Investors are fleeing to money market funds as The Fed hits the brakes.
Its no mystery to me that San Francisco’s First Republic Bank is hurting. Senator Elizabeth Warren (D-MA) is calling for hearings into the banking meltdown. Hey Liz, look at San Francisco’s First Republic Bank as a case study.
The infamous Covid surge in M2 Money supply (green line) produced a big surge in bank price stocks, thanks in part to the insane spending that Congress made following Covid (I’m looking at you, Liz!). But now The Fed is slowing M2 Money growth and banks like First Republic are paying the price.
As The Fed tightens, earnings per share for First Republic (red line) have crashed and burned. Along with its stock price.

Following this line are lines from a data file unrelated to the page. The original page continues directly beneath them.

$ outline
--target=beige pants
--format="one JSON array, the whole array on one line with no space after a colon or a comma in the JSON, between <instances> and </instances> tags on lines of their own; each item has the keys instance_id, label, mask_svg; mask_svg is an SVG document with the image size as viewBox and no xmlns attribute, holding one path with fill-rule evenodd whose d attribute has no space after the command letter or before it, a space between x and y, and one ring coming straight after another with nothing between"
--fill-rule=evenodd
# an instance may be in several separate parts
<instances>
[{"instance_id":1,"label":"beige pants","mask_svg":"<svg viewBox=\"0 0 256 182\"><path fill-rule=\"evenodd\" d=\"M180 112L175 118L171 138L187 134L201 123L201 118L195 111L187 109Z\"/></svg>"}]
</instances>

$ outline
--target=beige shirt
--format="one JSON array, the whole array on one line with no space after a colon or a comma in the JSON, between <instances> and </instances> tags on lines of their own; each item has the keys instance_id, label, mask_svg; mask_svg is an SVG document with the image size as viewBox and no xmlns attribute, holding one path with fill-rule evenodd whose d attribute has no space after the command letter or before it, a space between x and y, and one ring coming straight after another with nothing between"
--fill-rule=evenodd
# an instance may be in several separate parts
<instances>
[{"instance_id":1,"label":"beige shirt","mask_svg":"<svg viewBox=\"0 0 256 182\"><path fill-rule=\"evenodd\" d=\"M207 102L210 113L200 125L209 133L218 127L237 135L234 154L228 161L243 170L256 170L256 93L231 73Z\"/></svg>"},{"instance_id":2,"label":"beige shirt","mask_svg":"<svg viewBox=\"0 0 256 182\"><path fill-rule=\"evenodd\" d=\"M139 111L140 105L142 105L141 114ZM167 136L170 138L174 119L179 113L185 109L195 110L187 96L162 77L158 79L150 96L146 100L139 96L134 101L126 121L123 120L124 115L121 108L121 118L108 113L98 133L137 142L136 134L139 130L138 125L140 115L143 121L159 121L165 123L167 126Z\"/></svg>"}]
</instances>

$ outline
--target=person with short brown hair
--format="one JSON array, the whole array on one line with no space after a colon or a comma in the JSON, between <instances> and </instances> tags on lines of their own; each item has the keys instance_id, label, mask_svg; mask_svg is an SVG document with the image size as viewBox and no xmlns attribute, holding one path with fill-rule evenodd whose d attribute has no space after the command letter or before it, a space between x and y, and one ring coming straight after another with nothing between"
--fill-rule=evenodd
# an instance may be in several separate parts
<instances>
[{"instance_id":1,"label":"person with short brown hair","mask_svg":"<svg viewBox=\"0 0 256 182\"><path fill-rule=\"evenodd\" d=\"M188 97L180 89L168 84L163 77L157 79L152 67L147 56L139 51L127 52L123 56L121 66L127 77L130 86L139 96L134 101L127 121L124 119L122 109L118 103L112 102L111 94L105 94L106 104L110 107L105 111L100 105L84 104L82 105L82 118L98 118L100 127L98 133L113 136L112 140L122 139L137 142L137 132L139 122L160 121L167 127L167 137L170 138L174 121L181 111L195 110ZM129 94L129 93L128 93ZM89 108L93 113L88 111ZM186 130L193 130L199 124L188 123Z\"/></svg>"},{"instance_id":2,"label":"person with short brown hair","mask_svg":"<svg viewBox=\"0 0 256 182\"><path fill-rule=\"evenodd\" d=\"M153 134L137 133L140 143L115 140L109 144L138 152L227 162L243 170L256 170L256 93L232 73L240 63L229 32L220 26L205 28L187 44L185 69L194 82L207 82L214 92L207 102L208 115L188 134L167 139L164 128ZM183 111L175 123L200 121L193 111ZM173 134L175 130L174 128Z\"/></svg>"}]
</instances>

So, its not mystery to me what happened. Bernanke and Yellen’s “too low for too long” monetary policies were suddenly taken away to fight inflation (partially caused by Biden and Congress’ spending spree).
Since The Fed has been removing the punch bowl to fight inflation, the S&P 500 index and the KBW bank index have gotten crush. Since February 2nd, the S&P 500 index is down -6.3% while the KBW Bank index is down -31.4%.
In short, banks take in short-term deposits and lend long, earning the spread. But when rates start to rise, watch out!!